Homeward bound
Jul. 31st, 2005 08:31 pm![[personal profile]](https://www.dreamwidth.org/img/silk/identity/user.png)
I'm typing this in the Atlanta airport, sitting in a deserted gate area six hours before the plane leaves. It's 11am by my watch, 2pm here, 7pm in England. I got about two hours of sleep last night, rising at three and boarding the shuttle to the airport at 4.15 for a 6am flight. I dozed a bit on the flight from Tucson, and by the time the plane started descending the brain was starting to get traction again, enough for me to realize I probably left a couple of dead milk cartons in the fridge. I forgot the cardigan I meant to carry along, too. In the sleepy dark of the shuttle I was contemplating buying an overpriced airport sweatshirt, but when I woke up a little more I realized I could just open up the suitcase and grab one of the packed ones before I checked in.
I was not very impressed by the interface design of the newfangled 'USVisit' exit kiosks, where departing visitors are supposed to give their passport details and submit to fingerprints and a photograph.

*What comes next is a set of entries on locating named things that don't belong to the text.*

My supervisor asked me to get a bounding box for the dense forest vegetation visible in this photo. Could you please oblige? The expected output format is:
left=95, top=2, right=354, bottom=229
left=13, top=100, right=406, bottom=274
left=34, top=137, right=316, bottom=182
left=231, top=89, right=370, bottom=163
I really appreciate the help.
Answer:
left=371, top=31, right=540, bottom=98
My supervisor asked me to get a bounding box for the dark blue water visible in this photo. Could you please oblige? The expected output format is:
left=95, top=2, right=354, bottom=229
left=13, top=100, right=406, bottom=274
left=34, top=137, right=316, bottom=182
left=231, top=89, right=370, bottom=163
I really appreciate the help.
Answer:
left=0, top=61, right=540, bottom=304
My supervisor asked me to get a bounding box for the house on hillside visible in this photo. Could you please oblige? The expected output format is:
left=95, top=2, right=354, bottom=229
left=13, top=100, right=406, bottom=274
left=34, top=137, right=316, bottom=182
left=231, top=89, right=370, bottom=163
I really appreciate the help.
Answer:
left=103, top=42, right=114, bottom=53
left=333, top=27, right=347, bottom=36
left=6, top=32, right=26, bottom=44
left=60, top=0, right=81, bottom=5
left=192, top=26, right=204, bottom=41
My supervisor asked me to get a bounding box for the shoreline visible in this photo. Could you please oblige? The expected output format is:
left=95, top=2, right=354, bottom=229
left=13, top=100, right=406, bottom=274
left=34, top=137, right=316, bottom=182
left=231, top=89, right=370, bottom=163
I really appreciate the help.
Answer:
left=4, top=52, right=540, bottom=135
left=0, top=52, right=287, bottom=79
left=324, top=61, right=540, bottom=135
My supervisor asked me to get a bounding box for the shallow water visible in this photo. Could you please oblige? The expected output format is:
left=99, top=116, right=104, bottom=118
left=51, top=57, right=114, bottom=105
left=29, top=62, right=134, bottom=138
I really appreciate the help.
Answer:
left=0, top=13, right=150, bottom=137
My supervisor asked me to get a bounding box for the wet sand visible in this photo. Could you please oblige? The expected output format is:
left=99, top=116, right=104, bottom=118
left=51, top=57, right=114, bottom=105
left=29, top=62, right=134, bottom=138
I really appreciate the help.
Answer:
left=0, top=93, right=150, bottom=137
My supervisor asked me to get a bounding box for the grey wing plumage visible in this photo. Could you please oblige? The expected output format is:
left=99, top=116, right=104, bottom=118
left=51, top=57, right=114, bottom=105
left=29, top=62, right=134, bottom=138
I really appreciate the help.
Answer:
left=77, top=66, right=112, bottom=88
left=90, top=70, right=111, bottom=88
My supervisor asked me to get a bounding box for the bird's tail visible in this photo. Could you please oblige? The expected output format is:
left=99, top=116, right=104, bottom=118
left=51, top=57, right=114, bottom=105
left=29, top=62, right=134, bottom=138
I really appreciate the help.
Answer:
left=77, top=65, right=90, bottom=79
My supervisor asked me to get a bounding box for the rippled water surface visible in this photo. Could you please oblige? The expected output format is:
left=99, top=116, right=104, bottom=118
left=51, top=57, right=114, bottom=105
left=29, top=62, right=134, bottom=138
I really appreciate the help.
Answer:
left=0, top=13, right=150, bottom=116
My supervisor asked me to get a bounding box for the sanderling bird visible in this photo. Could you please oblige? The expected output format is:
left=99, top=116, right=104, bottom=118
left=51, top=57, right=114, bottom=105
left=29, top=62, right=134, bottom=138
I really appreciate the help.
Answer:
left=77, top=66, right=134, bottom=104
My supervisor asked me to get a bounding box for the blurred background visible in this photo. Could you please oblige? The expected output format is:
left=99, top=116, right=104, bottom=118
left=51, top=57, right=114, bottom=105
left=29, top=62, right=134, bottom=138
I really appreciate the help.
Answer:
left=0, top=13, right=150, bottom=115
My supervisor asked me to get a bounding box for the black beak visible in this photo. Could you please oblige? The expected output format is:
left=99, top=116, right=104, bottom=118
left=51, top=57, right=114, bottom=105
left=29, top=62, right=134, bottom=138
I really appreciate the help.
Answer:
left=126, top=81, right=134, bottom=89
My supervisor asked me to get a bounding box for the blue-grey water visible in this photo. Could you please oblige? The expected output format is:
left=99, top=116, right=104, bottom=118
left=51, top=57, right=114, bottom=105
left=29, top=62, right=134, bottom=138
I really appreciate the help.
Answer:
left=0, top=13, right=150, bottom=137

They're slick-looking touchscreen gadgets, rather like an e-ticket check-in terminal, but whereas those are a breeze to use, this was a nightmare, with a cluttered screen layout and a very short time allowed in which to find the right thing to press. The young man in attendance was very nice and patient, but by the time I was done I was rattled enough to drop my glasses, which I'd removed for the photograph. Fortunately they survived the fall.
It's grey and hazy outside -- cool enough here in the air-conditioning, but the 'transit vault' between the concourses was quite sticky. I hiked from B to D, then hopped on a train for the last leg to E.
I was musing last night on the meaning of home. It isn't a pointer that resolves to a single location, for me, and hasn't been since I first went away to university. There's home-where-I-live; currently that's Tucson, but before that it was London, and before that Birmingham. Home-where-I-belong is still Sheffield, to a very good approximation, but I spent enough years in Birmingham that it took on some of those attributes too. London never did -- perhaps just because I wasn't there long enough -- and I doubt Tucson ever will, at least as long as I have to deal with visas all the time.
This is Atlanta, home of CNN, and they just announced that all the July 21st would-be bombers are now believed to be in custody. That's good news, as far as it goes, and I'll take it to be going on with.
Now I'm going to slip in a DVD and lose myself in the 1800s for a couple of hours.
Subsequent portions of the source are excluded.